Insurer bundles IT know-how in service subsidiary
With solutions such as this, Ping An has developed into a diversified technology group that supplies large sections of the Chinese insurance and financial industries with appropriate services. According to its own figures, the group employs 80,000 people in the IT department alone. These competencies are marketed primarily through the subsidiary OneConnect, which at the beginning of 2018 had 30 insurance companies, 450 banks and 2,100 other financial institutions among its customers.

OneConnect has based its services on an SaaS cloud platform, which is unique in its ability to fully meet the compliance requirements of the state financial regulator. Within this framework, the IT subsidiary brings a broad portfolio of industry-specific front, middle and back office services to the market. These range from biometric solutions for facial recognition to a blockchain platform for bank-to-bank payment transactions.
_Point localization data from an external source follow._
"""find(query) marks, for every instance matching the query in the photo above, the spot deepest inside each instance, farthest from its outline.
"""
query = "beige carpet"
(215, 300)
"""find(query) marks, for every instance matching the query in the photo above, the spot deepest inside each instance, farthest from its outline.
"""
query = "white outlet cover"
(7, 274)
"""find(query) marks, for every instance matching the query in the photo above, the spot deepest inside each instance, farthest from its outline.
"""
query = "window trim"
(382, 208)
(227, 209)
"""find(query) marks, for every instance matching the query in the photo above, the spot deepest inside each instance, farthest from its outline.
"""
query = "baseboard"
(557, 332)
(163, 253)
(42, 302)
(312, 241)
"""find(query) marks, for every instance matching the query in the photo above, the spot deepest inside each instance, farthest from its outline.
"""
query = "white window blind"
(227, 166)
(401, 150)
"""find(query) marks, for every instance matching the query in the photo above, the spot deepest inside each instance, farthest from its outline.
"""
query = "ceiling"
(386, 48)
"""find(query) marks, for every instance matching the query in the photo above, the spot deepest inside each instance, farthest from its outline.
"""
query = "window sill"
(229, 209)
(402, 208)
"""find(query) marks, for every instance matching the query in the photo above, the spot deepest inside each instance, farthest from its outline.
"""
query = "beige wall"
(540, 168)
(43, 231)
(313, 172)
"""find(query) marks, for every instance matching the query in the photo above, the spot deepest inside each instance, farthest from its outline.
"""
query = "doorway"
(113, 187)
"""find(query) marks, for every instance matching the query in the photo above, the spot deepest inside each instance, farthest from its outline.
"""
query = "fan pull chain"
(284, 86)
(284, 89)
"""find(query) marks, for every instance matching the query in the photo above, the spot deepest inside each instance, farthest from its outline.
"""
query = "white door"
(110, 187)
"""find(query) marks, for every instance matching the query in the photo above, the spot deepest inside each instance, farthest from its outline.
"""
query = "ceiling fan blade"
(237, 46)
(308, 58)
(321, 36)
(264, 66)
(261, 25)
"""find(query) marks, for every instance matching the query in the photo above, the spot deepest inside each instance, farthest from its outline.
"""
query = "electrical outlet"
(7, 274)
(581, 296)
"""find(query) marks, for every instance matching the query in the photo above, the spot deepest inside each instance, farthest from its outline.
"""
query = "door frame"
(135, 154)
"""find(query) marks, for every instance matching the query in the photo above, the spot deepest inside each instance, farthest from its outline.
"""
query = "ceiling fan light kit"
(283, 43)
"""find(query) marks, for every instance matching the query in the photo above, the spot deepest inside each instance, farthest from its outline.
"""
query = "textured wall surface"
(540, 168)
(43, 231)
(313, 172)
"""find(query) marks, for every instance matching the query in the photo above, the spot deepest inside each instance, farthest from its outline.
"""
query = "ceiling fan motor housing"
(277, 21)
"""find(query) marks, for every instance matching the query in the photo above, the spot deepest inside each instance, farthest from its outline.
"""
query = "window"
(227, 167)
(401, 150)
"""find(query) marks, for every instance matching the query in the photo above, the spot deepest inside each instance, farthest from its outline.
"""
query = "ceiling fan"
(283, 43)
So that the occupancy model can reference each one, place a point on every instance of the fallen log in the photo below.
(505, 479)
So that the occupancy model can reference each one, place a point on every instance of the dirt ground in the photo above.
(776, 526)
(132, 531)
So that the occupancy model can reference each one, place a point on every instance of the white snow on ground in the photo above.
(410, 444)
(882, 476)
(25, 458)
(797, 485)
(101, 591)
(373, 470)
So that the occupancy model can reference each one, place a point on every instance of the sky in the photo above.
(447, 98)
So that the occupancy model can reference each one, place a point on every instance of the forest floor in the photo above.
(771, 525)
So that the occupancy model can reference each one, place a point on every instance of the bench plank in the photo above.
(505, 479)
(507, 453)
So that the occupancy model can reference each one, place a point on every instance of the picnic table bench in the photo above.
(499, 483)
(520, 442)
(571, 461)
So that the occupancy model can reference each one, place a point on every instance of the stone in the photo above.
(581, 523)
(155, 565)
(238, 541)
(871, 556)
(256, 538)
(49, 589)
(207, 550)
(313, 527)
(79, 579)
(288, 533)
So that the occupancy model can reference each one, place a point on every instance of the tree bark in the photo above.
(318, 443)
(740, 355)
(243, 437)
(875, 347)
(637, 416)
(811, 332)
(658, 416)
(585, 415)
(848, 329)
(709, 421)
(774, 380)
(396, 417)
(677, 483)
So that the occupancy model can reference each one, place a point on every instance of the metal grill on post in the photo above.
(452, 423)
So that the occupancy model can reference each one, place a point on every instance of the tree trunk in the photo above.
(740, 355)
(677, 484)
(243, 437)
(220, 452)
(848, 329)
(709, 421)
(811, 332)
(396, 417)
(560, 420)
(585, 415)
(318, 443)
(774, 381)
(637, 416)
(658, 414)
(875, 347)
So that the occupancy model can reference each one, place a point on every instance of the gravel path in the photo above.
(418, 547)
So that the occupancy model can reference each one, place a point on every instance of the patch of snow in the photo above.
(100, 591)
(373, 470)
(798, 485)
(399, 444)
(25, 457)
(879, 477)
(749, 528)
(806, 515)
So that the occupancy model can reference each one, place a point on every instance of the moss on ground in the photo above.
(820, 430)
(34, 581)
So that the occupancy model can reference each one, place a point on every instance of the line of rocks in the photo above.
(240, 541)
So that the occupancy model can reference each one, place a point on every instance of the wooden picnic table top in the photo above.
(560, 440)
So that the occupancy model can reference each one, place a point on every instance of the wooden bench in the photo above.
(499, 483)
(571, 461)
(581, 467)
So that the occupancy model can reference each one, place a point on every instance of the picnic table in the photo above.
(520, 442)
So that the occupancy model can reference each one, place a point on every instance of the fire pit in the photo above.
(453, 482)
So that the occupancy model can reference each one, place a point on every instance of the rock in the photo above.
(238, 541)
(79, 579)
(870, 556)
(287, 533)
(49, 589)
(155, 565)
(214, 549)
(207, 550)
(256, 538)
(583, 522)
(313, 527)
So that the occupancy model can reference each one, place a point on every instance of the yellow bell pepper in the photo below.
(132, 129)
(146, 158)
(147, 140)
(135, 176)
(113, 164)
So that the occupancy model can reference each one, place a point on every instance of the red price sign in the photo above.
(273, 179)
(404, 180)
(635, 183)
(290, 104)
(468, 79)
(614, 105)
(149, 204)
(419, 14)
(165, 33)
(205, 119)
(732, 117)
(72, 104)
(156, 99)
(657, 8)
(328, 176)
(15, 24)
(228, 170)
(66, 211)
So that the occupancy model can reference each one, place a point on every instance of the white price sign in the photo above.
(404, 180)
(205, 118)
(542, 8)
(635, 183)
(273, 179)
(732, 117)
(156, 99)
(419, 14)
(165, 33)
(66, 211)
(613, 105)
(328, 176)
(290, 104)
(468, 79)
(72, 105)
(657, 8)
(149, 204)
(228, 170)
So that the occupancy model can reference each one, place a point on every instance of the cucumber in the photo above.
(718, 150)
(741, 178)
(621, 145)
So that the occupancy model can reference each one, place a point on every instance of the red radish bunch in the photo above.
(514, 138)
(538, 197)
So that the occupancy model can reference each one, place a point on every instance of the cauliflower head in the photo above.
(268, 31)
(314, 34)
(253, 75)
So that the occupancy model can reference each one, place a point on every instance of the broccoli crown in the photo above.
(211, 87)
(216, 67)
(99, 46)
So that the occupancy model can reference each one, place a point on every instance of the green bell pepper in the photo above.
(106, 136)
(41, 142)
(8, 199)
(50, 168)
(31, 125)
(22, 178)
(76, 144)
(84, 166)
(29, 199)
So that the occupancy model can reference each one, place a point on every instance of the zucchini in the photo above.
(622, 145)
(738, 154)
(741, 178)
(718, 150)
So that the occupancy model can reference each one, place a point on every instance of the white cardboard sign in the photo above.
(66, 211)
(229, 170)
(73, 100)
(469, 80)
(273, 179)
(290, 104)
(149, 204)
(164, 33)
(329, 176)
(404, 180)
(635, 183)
In a similar way to Amazon Web Services, OneConnect has set out to become the most important growth driver in its parent company. According to a Bloomberg news agency report, the value of the subsidiary is already estimated at 7.4 billion US dollars. In order to make the best possible use of increasing demand, Ping An OneConnect is expected to float on the Hong Kong Stock Exchange in the second half of the year.

Initiatives in the DACH region are solidifying
The question of whether marketing of industry-related IT services on open platforms can also yield sustainable competitive advantages in Germany will be shown in particular by the example of Allianz. At the start of 2018, the Munich-based insurance group announced that it would make some of its "Allianz Business System (ABS)" freely available as an open source solution. The aim is to create a cross-sector cloud platform on which other insurers can receive all the services and functionalities that they need to optimally set up and automate their products.
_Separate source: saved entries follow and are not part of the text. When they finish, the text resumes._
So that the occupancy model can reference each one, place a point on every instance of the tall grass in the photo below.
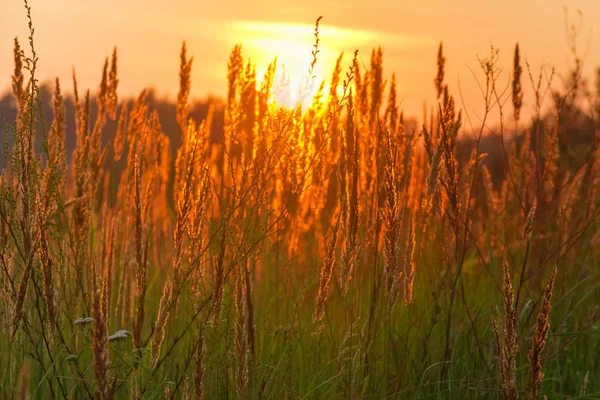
(272, 264)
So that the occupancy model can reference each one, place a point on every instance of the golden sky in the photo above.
(149, 33)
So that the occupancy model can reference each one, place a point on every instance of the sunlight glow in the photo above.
(292, 44)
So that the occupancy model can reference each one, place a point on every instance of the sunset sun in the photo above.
(243, 200)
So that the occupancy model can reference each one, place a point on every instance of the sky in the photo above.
(148, 34)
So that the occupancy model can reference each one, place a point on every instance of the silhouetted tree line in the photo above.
(577, 112)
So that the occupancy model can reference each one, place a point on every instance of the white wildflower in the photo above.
(118, 335)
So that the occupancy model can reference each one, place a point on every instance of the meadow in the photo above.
(325, 251)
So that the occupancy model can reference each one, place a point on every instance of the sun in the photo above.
(295, 84)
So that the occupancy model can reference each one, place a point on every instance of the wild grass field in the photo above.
(329, 251)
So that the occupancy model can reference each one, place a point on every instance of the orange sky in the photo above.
(148, 34)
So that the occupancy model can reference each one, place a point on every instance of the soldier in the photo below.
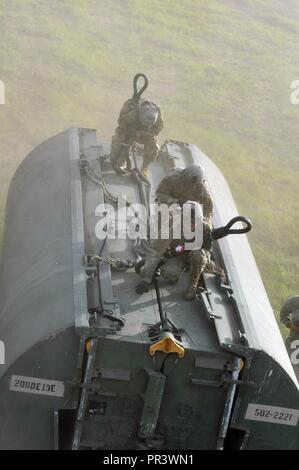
(139, 121)
(289, 316)
(189, 184)
(199, 259)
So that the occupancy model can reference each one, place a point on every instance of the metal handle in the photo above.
(222, 232)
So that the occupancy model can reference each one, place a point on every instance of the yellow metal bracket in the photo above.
(168, 344)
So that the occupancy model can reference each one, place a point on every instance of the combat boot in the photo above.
(195, 274)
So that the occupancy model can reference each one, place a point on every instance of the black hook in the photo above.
(221, 232)
(137, 93)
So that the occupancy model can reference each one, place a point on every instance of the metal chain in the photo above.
(93, 176)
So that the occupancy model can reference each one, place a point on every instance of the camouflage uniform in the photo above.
(182, 185)
(289, 315)
(199, 260)
(130, 130)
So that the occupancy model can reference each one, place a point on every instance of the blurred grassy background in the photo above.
(221, 70)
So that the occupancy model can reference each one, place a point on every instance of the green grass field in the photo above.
(220, 69)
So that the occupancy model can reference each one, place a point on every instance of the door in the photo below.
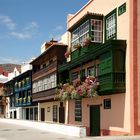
(42, 114)
(61, 113)
(27, 113)
(95, 120)
(15, 114)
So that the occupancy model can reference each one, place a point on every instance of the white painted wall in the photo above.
(76, 131)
It’s an ambitious plan. Especially because the willingness to innovate and cooperate is still regarded as rather limited, especially in the German-speaking market. <Reading recommendation: Many insurance companies are missing out on digitization>

At the launch of the platform, Managing Director of Syncier GmbH Andreas Nolte emphasized the need to provide the offering as an open source solution. Despite all the advantages, Nolte noted that the company was well aware of a certain reluctance on the part of the market to use the system of a direct competitor. His company was therefore prepared to make the core of the system available to the general public so that anyone can check the code.

"It’s better to combine the intelligence of an entire industry than have each company working on it alone," emphasized Andreas Nolte as the main motivation for opening up the ABS system. The reinsurer Munich Re is also convinced, and is moving forward with construction of ecosystems. In contrast to Allianz, however, its focus is on the InsurTech and FinTech sectors. With this in mind, at the start of 2017, Munich Re founded the start-up company Digital Partners. Its primary objective, according to its own statements, is "to establish contacts with young, pioneering companies that are in the process of revolutionizing the customer experience in the insurance industry."

There is no question that the industry must open up, if only because pioneers from the Far East seem to be moving closer. Head of Innovation at Ping An, Jonathan Larsen, concluded the previously mentioned interview with the comment that his company was now at the point of internationalization. After all, the leading position of Ping An is based on "genuine competencies that are an interesting starting point for internationalization," Larsen continues. Given the resounding success that Ping An is achieving with these competencies in the Chinese market, the European insurance industry would be well advised to explore and exploit best practices and their intrinsic mechanisms before others do.